ProjectPythia / projectpythia.github.io

https://projectpythia.org
Apache License 2.0
32 stars 18 forks source link

Automate collection of various metrics #319

Closed clyne closed 5 months ago

clyne commented 1 year ago

The MetPy team has scripts to collect metrics on GitHub usage that we can adapt and deploy across our various repos.

There are also BinderHub metrics that can be harvested from Jetstream.

We should automate the collection of whatever "useful" metrics we can.

cc: @dopplershift @ktyle

brian-rose commented 1 year ago

related: #207

clyne commented 1 year ago

Suggested path forward:

  1. Identify what kind of metrics we would like to collect.
  2. Determine which of the above can be reasonably automated
  3. Implement metrics collection

N.B. I supposed the order of (1) and (2) could be swapped :-)

mgrover1 commented 1 year ago

At SciPy last week, the Scientific-Python community mentioned they have put together some helpful metrics tools, including

These tools may be helpful for generating automate statistics + visualizing these

jukent commented 11 months ago

It looks like Google removed its easy website tracking. Every tutorial I follow says to click options that no longer exist "tracking -> website tracking" in the settings. And links go to "Service Unavailable."

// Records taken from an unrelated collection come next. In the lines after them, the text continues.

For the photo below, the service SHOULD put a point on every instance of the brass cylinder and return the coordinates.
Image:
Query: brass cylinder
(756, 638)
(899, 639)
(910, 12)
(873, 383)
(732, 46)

It looks like they now want us to use another service called Google tag manager https://marketingplatform.google.com/about/tag-manager/

clyne commented 11 months ago

Here are a some of the questions around metrics that I think would be useful to be able to answer:

  1. What content is accessed most (least)?
  2. How much binder activity do we have?
  3. How much more (or less) is binder used than downloading the content to run locally?
  4. How many users do we have?
  5. What part of the world uses our content most?

For all of these it would be great to be able to plot trends over time.

Obviously, not all of these may be practical to capture. But it is a starting point :-)

jukent commented 11 months ago

Using the embedded API it looks like people would have to log in on the API to view the metrics, so this might not be the path we want to pursue.

I'm looking into making a GH action that downloads our Google analytics nightly. I'll have to pass in my log in information as secrets. Then once I have that figured out, we can make the action create a new plot nightly of the data?

https://www.searchenginejournal.com/how-to-access-google-analytics-api-via-python/474458/

E: This blog post looks promising: https://janakiev.com/blog/python-google-analytics/ (Learning API requests is new to me, so it's been hard to know what path to choose)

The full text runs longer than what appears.